Yo le contesté, pues mire: robando
como roba usía,
pero yo no robo tanto».

Como en la cárcel tuvo razón de que habían capturado a Juan Pallicer y a Pedro Torres, que parece que eran frailes, aunque cuando los prendieron no llevaban los hábitos, se dijo que fueron ajusticiados públicamente por orden del gobernador. El vicario general censuró la desproporcionalidad de la pena de aquella forma de hacer justicia, pero el rey dio su visto bueno por real orden. Zampacocas se fue andando camino de Cala en Turqueta pasando antes por una cueva donde en otros tiempos había dejado a dos frailes como dios los trajo al mundo atados a un árbol porque los vio distrayendo un queso a una madona, que aquella tenía en la prensa desorándose, y aquella competencia no estaba dispuesto a consentirla máxime en quienes predicaban la penitencia de la moderación gastronómica.
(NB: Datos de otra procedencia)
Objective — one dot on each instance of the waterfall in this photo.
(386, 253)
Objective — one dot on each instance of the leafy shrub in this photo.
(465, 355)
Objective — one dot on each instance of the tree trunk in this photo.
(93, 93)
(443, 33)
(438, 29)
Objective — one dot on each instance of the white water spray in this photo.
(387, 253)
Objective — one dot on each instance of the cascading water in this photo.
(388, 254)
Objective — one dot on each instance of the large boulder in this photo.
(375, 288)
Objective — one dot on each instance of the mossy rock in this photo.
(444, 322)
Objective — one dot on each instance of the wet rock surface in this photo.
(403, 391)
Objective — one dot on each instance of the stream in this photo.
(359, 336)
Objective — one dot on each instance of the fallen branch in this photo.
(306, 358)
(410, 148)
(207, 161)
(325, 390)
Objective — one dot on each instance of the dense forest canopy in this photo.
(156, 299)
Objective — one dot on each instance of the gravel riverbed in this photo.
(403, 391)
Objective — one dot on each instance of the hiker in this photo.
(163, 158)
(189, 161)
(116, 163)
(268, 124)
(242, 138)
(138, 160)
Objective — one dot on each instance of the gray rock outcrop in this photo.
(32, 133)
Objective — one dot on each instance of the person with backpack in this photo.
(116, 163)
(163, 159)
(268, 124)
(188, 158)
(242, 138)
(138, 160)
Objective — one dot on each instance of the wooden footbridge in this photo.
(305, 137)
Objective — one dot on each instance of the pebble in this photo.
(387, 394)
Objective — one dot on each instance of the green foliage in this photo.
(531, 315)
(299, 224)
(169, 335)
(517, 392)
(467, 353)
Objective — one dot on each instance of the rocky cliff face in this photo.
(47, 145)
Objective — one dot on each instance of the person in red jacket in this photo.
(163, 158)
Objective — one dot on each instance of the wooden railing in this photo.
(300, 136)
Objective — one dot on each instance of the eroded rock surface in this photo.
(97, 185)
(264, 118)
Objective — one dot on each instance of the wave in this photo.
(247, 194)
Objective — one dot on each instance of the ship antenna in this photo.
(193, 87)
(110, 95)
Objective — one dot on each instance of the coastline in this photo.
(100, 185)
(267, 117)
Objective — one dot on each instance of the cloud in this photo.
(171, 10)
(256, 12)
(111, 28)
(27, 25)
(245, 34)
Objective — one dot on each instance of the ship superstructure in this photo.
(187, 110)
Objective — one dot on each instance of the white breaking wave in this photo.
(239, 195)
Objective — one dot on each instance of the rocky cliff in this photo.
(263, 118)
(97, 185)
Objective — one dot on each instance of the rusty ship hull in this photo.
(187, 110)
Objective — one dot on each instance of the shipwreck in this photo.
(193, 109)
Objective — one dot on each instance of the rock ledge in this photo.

Así que se vistió de fraile y de esta suerte llegó cerca de la playa de Cala en Turqueta. Allí se dio de bruces con una barca que terminaba de aligerarse del contrabando que traía de Capdepera y empezaba su regreso a Cala Ratjada. Zampacocas se presentó como fray Bonifacio de la orden Cartuja del Divino Silencio y dijo: tenía interés en ir con ustedes, a lo que los contrabandistas accedieron porque viajar con un fraile en aquella época siempre era una garantía. Zampacocas irguió la figura y dijo «¡que Déu lis don la glòria!» Y los bendijo con una exagerada señal de la cruz. Así cuentan las viejas crónicas que Zampacocas, el bandetjat menorquín, llegó a Mallorca.